Şu günlerde Türkiye Siyaset Tarihi* isimli kitabımın ikinci cildi üzerinde çalıştığım için bir süre köşe yazısı yazmamayı kararlaştırmıştım. Fakat tarih doktoru Meral Akşener’in tarih konusundaki yanlışlarını gördükten sonra, kısa da olsa bir yazı yazmamın farz olduğunu düşündüm.
Akşener, 22.1.2023 tarihli konuşmasında, cumhurbaşkanını tarih bilmemekle suçladıktan sonra, aynen şunları söyledi:
“Demokrat Parti, Meclis’te grup kurar. Sonra 1947’de kongrede bir karar alır. Bir Hürriyet Misakı yayınlarlar. Derler ki Cumhurbaşkanı var olan partinin genel başkanı olamaz. (…) Celal Bayar ve İnönü biraraya gelirler. İkisi yakın arkadaştır. İnönü der ki; Celal Bey, anayasa değişikliği şu anda çok zor. Der ki; ben partinin tüzüğünü değiştireyim, Meclis’in iç tüzüğünü değiştirelim, sonra anayasayı değiştiririz. İnönü partiden ayrılır, sadece cumhurbaşkanı olur…”

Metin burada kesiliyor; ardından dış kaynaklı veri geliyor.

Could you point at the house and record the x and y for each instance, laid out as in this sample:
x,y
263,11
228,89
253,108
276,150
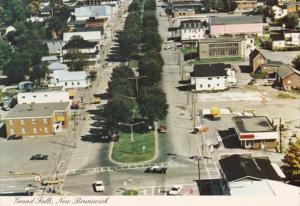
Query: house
x,y
256,132
287,78
279,12
99,24
69,80
97,12
57,66
294,8
285,2
183,12
50,59
191,30
89,51
37,119
206,77
91,36
55,46
225,47
236,25
284,40
50,95
245,5
256,59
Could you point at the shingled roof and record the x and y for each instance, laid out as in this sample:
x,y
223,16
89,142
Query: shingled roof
x,y
209,70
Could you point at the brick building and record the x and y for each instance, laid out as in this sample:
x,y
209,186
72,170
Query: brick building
x,y
37,119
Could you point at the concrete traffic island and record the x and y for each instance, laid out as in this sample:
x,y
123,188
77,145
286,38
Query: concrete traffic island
x,y
141,149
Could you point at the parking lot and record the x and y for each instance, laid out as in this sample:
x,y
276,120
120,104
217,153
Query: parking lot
x,y
16,154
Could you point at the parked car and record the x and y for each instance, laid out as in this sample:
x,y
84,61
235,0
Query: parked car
x,y
14,137
162,129
39,157
234,86
98,186
156,169
175,190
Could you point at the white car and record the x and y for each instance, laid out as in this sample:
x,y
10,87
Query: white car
x,y
98,186
175,190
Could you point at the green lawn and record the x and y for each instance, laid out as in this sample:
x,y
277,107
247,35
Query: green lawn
x,y
187,50
122,151
132,64
215,60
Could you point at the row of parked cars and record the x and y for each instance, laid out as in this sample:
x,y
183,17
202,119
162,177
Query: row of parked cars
x,y
98,186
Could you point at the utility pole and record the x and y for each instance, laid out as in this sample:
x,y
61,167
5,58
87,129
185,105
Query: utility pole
x,y
193,110
280,148
131,128
74,129
180,63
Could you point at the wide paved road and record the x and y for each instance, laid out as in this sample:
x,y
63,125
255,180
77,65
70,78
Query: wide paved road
x,y
116,180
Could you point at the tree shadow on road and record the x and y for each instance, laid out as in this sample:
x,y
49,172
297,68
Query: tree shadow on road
x,y
245,69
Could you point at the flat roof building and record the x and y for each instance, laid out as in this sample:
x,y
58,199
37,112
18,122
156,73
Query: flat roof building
x,y
37,119
256,132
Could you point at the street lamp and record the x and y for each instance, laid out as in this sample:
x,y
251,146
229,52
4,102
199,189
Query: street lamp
x,y
131,128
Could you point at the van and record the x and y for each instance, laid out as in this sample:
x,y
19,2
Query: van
x,y
215,113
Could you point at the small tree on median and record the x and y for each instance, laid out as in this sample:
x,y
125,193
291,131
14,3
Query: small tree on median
x,y
153,103
292,162
296,62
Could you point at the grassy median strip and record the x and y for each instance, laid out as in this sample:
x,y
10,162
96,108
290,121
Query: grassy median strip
x,y
143,147
215,60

Tam da bu dönemi yazdığım için bilgilerim taze; ama yine de kaynaklara bir daha baktım… Ulaştığım sonuçlar şöyle:
1. Bayar ile İnönü yakın arkadaş değildir; tam tersine iki sıkı rakiptir. Birisi diğerinin alternatifidir, rakibidir… (İnönü, Menderes’in idamını önlememe suçunun günahını affettirebilmek için 27 Mayıs sonrasında Bayar’ın affı için bir miktar uğraşmıştır; o kadar…)
2. Hürriyet Misakından sonra Bayar ile İnönü arasında bir görüşme olmamıştır; Akşener’in anlattığı konuşma da olmamıştır… (İnönü-Bayar görüşmesi, DP kurulmadan önce olmuştur; DP, İnönü’nün icazetinden sonra kurulmuştur…)
3. Hürriyet Misakındaki taleplerin bir kısmı CHP tarafından kabul görmekle birlikte cumhurbaşkanlığı ile parti başkanlığının ayrılması teklifi kabul görmemiştir. İnönü hiçbir zaman parti genel başkanlığından ayrılmamıştır; sadece cumhurbaşkanı olmamıştır…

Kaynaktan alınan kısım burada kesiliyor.